Question: A nurse practitioner evaluated an elderly patient who arrived in the hospital clinic with a 3-day history of cough, tactile fever, myalgia, and malaise. Several members of the patient’s family have the “flu.” His temp was 99.8 degrees, and the chest x-ray was negative. The NP diagnosed a viral upper respiratory infection and discharged the patient without antibiotics. The supervising physician verbally agreed with the NP’s diagnosis and treatment, but did not personally examine the patient. A week later, the patient was hospitalized for pneumonia and sustained additional complications of empyema, sepsis, and respiratory failure. The NP is an employee of the hospital, whereas the physician is an independent contractor.

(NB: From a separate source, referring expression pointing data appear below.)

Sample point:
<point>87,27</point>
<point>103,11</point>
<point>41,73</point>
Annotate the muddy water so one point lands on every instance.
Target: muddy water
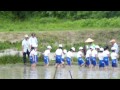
<point>19,71</point>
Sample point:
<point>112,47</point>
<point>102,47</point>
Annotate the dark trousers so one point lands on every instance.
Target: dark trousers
<point>24,56</point>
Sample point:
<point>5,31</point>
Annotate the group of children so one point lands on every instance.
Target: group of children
<point>92,54</point>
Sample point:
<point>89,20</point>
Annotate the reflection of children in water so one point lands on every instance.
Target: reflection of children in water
<point>33,73</point>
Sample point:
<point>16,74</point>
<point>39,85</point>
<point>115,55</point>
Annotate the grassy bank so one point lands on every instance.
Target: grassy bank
<point>53,38</point>
<point>54,24</point>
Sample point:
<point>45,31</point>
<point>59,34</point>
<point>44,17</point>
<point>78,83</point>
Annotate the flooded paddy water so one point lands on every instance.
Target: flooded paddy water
<point>19,71</point>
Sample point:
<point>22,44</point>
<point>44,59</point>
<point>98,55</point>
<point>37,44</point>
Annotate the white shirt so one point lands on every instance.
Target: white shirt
<point>106,53</point>
<point>47,52</point>
<point>114,55</point>
<point>58,52</point>
<point>117,48</point>
<point>33,41</point>
<point>94,53</point>
<point>69,54</point>
<point>79,54</point>
<point>26,45</point>
<point>100,56</point>
<point>88,53</point>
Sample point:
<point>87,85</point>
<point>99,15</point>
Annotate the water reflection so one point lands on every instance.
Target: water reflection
<point>26,72</point>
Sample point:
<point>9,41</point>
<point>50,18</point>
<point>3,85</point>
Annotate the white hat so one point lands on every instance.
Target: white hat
<point>101,49</point>
<point>34,45</point>
<point>49,47</point>
<point>65,51</point>
<point>73,48</point>
<point>113,48</point>
<point>97,46</point>
<point>26,35</point>
<point>60,45</point>
<point>80,48</point>
<point>89,40</point>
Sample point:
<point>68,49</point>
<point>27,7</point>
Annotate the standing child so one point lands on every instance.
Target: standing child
<point>88,57</point>
<point>63,57</point>
<point>58,55</point>
<point>46,55</point>
<point>101,58</point>
<point>33,56</point>
<point>114,57</point>
<point>70,55</point>
<point>79,57</point>
<point>93,56</point>
<point>106,56</point>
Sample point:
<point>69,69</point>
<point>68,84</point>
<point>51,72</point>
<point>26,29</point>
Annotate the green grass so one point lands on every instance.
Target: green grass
<point>54,24</point>
<point>54,38</point>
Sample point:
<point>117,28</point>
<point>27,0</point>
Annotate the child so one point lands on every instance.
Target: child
<point>88,56</point>
<point>101,58</point>
<point>58,55</point>
<point>33,56</point>
<point>106,56</point>
<point>46,55</point>
<point>114,57</point>
<point>63,57</point>
<point>94,56</point>
<point>70,55</point>
<point>79,56</point>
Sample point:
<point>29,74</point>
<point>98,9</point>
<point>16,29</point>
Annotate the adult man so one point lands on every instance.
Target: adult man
<point>25,48</point>
<point>33,40</point>
<point>114,44</point>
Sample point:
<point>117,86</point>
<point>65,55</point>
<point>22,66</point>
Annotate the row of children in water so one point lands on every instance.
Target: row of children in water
<point>90,58</point>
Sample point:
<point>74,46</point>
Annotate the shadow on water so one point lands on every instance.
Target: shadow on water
<point>75,72</point>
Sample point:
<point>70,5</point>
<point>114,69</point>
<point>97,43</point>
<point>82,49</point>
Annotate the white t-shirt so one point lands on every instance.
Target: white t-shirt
<point>88,53</point>
<point>26,45</point>
<point>47,52</point>
<point>94,53</point>
<point>100,56</point>
<point>106,53</point>
<point>69,54</point>
<point>58,52</point>
<point>33,41</point>
<point>79,54</point>
<point>114,55</point>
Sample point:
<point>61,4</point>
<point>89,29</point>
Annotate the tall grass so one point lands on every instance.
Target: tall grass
<point>47,24</point>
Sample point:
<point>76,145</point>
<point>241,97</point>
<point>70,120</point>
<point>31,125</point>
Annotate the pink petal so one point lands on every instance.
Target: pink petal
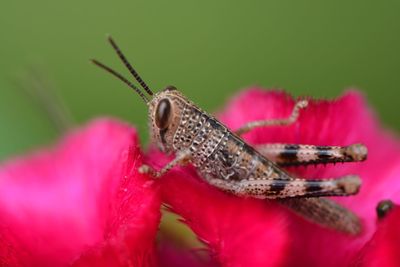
<point>343,121</point>
<point>173,255</point>
<point>81,202</point>
<point>239,232</point>
<point>383,249</point>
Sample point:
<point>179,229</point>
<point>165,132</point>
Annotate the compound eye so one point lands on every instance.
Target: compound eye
<point>163,114</point>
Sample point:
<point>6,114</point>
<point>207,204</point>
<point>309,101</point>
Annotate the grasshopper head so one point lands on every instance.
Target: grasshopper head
<point>165,111</point>
<point>165,107</point>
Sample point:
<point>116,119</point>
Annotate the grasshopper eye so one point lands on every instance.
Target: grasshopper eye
<point>163,113</point>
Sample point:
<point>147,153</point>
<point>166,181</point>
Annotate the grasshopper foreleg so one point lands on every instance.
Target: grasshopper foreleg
<point>180,159</point>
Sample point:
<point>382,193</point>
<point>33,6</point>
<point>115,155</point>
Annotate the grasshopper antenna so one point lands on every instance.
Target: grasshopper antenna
<point>122,78</point>
<point>129,66</point>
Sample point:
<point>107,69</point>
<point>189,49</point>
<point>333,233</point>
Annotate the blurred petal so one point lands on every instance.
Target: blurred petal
<point>239,232</point>
<point>81,202</point>
<point>172,255</point>
<point>343,121</point>
<point>384,247</point>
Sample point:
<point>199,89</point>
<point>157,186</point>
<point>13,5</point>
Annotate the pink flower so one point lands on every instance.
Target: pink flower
<point>244,232</point>
<point>85,204</point>
<point>82,203</point>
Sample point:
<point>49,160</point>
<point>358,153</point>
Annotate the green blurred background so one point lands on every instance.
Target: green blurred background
<point>208,49</point>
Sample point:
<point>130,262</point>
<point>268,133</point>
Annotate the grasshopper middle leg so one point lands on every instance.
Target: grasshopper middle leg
<point>284,187</point>
<point>274,122</point>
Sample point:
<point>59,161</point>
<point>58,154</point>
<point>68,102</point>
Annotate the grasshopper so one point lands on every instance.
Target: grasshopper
<point>224,160</point>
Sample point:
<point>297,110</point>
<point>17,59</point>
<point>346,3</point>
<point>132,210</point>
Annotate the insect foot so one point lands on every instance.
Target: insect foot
<point>350,184</point>
<point>146,169</point>
<point>357,152</point>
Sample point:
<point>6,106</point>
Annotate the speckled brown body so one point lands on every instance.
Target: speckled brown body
<point>224,160</point>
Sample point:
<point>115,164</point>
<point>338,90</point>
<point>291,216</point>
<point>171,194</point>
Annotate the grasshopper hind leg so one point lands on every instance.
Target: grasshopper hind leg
<point>294,154</point>
<point>326,213</point>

Which of the following is incorrect?
A. All three parties – NP, physician, and hospital – will all be named as codefendants under various theories of direct and indirect liability.
B. NPs are only licensed to work under the supervision of a physician, and they do not have prescriptive authority.
C. The hospital is vicariously liable under “respondeat superior,” as the NP is an employee.
D. Under state law, the physician will likely share the NP’s liability, even if the physician had no contact with the patient.
E. Medicare services rendered by an NP cannot be billed under a physician’s National Provider Identifier (NPI) unless certain specific requirements are met.